Dr. Chanca continues the story of Count Cuneo’s canoe chase:

“Meanwhile, [our men] in the barge moved towards the canoe, but so close in to shore, that the Indians, in their perplexity and astonishment as to what all this could mean, never saw [our men], until [they] were so near that [the Carib’s] escape was impossible; for our men pressed on them so rapidly that they could not get away, although they made considerable effort to do so.

“When the Caribbees saw that all attempt at flight was useless, they most courageously took to their bows, both men and women; I say courageously because they were only four men and two women [and two slaves, according tode Cuneo], and our men numbered twenty-five. Two of our men were wounded by the Indians, one with two arrows in his breast and another with an arrow in his side, and if it had not happened that [our men] carried shields and bucklers and that they soon got near [the Indians] with the barge and upset the canoe, most of them would have been killed [by] their arrows.”

One of the wounded Spanish soldiers did have a thick leather shield, but an arrow went through it and penetrated his chest three inches. He died in a few days.”

Dr. Chanca continues:

“[The Indians, even while in the water, were] still using their bows as much as they could . . . [so that it was very hard for our men] to take them; and [of all of the Indians] there was one of them whom they were unable to secure until he had received a mortal wound with a lance, and whom thus wounded they took to the ships.

“[The Caribbees we took had] curly designs drawn with sticks on their faces and foreheads and had their eyes and eyebrows stained, which I imagine they do for ostentation and to give them a more frightful appearance . . .”

The Carib and Taino captives were taken on board Columbus’ flagship. The Indian women were given as slaves to Columbus’ officers.

Thus, ended the first battle between Europeans and Native Americans.

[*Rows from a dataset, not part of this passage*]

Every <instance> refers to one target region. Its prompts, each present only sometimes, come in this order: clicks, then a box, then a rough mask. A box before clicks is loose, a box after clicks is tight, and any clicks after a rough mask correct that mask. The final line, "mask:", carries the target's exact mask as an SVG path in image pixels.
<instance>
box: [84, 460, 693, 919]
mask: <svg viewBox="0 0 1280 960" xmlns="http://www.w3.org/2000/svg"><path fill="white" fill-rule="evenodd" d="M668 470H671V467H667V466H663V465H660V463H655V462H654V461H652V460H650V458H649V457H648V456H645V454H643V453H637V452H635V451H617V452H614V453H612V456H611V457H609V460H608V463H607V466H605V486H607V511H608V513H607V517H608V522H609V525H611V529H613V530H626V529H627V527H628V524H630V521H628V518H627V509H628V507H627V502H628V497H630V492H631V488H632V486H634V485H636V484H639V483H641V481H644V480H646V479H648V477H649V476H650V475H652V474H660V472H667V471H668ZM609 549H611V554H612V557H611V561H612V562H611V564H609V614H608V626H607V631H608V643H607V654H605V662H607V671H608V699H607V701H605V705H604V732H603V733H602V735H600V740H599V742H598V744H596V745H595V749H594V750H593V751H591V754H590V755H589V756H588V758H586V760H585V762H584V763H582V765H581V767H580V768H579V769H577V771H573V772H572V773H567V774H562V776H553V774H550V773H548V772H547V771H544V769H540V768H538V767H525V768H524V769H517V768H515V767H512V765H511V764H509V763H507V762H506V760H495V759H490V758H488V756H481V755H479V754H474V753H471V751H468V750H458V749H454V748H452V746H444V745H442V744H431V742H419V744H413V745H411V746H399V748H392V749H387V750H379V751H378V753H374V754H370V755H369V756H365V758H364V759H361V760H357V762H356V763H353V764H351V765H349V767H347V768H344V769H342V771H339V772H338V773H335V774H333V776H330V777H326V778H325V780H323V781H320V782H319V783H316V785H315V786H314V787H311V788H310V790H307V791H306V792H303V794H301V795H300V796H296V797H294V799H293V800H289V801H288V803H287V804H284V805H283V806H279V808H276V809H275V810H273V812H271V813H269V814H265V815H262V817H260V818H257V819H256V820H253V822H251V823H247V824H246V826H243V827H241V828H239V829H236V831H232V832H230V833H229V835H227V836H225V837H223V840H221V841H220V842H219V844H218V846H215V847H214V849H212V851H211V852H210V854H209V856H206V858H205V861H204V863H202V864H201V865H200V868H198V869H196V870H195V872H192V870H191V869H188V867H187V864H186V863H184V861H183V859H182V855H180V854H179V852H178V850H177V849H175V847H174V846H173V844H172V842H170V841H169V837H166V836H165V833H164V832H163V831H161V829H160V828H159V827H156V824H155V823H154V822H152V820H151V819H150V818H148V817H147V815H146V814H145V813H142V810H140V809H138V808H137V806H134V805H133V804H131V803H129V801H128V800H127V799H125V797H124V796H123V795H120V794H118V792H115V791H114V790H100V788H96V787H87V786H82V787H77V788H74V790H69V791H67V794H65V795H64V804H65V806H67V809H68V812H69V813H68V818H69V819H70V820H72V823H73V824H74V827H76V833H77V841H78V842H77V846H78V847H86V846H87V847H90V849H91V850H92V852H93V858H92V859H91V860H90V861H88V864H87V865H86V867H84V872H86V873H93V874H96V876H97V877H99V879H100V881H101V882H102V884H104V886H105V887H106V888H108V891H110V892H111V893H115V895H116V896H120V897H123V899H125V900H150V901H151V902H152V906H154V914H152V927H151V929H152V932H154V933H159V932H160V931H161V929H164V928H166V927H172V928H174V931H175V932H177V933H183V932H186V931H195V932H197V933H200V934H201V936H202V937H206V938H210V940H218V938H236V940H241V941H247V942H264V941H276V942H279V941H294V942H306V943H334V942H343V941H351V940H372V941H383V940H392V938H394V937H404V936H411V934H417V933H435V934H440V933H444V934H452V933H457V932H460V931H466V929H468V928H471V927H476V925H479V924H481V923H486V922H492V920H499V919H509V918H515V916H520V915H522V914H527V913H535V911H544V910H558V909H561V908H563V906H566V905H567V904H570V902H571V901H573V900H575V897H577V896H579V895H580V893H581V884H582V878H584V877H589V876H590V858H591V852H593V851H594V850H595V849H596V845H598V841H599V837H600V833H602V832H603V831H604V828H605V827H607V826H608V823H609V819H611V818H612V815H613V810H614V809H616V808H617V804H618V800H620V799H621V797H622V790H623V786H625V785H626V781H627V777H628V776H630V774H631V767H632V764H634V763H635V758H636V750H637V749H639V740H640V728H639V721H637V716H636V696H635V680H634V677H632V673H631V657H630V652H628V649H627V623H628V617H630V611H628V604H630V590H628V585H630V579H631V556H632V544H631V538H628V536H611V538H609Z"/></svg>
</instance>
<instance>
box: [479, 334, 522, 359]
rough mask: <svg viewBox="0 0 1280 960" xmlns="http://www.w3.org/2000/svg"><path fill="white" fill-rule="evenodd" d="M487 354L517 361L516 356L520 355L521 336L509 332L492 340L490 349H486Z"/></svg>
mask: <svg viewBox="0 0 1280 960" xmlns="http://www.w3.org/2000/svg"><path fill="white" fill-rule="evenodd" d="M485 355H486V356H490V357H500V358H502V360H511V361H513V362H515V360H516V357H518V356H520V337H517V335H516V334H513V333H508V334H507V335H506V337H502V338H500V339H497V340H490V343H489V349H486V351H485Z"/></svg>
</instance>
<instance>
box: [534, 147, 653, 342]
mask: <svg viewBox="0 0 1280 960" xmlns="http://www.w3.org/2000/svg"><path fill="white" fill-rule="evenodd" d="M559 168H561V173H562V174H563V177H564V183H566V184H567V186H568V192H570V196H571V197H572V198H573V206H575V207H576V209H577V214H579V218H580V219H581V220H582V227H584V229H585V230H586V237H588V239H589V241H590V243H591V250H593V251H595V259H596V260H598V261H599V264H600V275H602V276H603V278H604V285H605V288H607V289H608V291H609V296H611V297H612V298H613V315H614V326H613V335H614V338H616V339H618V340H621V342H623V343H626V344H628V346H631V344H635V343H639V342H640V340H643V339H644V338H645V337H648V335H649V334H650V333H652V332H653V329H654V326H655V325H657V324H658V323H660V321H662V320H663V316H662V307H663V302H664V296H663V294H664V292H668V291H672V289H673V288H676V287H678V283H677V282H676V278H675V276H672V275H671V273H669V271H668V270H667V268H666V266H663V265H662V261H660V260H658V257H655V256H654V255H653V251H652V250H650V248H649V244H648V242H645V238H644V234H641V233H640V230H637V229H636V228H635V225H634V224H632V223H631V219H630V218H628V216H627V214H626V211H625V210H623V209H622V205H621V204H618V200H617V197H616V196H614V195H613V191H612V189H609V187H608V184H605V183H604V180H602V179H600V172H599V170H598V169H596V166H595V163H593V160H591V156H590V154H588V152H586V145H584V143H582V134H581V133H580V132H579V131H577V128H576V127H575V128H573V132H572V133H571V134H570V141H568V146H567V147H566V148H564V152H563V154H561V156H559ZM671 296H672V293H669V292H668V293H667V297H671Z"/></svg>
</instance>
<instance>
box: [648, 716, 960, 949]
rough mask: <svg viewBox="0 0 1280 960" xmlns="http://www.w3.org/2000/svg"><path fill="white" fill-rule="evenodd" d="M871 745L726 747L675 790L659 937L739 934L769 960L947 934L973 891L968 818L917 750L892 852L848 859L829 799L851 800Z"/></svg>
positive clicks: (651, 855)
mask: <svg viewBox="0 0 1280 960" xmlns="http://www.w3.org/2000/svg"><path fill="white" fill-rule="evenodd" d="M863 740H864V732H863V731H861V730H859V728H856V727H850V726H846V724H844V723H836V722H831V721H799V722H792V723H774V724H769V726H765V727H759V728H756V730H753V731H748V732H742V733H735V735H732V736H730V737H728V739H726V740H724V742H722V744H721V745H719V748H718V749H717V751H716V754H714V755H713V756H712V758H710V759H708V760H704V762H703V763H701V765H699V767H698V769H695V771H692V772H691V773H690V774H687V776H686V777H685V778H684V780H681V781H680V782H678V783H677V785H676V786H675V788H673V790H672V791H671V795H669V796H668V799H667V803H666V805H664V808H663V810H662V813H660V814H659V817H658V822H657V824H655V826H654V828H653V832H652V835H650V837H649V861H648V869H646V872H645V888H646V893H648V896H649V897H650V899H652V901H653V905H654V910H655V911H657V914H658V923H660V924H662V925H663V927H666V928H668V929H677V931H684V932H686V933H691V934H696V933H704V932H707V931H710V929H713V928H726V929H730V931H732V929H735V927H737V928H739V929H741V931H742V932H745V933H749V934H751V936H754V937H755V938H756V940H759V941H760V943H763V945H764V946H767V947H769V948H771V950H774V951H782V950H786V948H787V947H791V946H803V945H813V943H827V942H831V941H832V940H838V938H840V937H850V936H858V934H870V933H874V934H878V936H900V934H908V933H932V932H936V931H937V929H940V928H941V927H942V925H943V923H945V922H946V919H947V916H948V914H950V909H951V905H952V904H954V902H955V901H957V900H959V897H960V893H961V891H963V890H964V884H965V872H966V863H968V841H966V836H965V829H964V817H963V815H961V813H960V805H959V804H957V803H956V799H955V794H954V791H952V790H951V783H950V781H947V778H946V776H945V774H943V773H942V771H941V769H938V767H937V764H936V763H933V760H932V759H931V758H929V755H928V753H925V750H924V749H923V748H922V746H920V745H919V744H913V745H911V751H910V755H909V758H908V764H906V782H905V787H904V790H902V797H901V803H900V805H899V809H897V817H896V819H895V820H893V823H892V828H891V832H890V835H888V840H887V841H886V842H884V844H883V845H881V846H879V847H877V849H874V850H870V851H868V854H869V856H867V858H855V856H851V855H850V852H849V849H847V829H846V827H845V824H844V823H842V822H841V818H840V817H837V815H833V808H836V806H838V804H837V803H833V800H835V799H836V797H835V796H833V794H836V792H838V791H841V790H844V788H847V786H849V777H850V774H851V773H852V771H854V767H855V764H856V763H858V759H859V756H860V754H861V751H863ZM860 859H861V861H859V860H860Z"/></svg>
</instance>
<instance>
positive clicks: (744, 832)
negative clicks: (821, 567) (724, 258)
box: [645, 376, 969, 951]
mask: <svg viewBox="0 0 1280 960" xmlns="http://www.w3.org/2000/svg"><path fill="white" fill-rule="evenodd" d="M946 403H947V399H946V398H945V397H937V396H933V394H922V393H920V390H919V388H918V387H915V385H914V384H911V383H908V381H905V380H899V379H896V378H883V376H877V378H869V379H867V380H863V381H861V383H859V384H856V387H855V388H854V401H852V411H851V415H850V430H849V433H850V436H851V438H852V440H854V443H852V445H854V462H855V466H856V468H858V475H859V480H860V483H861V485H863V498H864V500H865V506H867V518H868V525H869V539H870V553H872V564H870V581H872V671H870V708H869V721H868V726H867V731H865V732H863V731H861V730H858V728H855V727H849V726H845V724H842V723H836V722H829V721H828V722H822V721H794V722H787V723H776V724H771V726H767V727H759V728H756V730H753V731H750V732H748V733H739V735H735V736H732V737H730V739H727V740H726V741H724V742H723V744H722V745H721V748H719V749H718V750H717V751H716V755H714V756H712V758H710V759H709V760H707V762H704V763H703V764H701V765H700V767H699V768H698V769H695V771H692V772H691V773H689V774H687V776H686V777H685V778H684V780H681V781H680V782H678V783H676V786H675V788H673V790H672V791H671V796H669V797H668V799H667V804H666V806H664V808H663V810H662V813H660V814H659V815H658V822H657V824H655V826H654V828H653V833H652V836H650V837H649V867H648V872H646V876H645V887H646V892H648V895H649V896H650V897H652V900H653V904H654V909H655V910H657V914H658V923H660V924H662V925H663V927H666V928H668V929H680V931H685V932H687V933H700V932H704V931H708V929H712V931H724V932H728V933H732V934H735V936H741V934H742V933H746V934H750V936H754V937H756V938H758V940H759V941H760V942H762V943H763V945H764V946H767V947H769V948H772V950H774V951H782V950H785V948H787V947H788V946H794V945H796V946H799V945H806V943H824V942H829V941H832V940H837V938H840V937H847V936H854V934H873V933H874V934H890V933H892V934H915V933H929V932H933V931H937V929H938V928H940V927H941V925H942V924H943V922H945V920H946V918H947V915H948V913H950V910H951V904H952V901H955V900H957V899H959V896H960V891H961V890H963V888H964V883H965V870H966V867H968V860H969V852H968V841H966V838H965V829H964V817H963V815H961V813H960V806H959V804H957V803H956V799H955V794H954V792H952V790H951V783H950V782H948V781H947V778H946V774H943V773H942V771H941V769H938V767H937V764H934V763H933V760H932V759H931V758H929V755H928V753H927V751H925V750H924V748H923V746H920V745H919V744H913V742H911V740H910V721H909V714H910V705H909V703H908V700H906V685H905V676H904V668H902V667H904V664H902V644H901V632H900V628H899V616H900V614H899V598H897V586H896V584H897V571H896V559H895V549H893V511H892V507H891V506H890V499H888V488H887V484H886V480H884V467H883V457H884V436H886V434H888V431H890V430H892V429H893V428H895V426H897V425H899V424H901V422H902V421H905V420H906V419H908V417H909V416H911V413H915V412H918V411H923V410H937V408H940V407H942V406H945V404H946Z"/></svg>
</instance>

Part of the US Virgin Islands National Park, the Salt River battle site is today described by the Park Service as a “dynamic, tropical ecosystem home to some of the largest mangrove forests in the Virgin Islands” as well as coral reefs and an underwater canyon.

Gone are the Carib/Taino cultivated fields and village. Even later European sugar plantation clearings are overgrown with more than 100 years of trees, bushes and guinea grass.

Surprisingly, some Tainos managed to survive 500 years of European disease and Spanish enslavement. From a pre-Columbian population of 3 million, Smithsonian Magazine reports a few hundred members of the tribe continue to live in Cuba and some survive in the mountains of Puerto Rico.

Although bloodshed between Europeans and Native Americans mostly ended on US soil during the last years of the 19th century, the sad legacy of European “discovery” continues to plague aborigines in the Amazon basin and elsewhere in the Americas.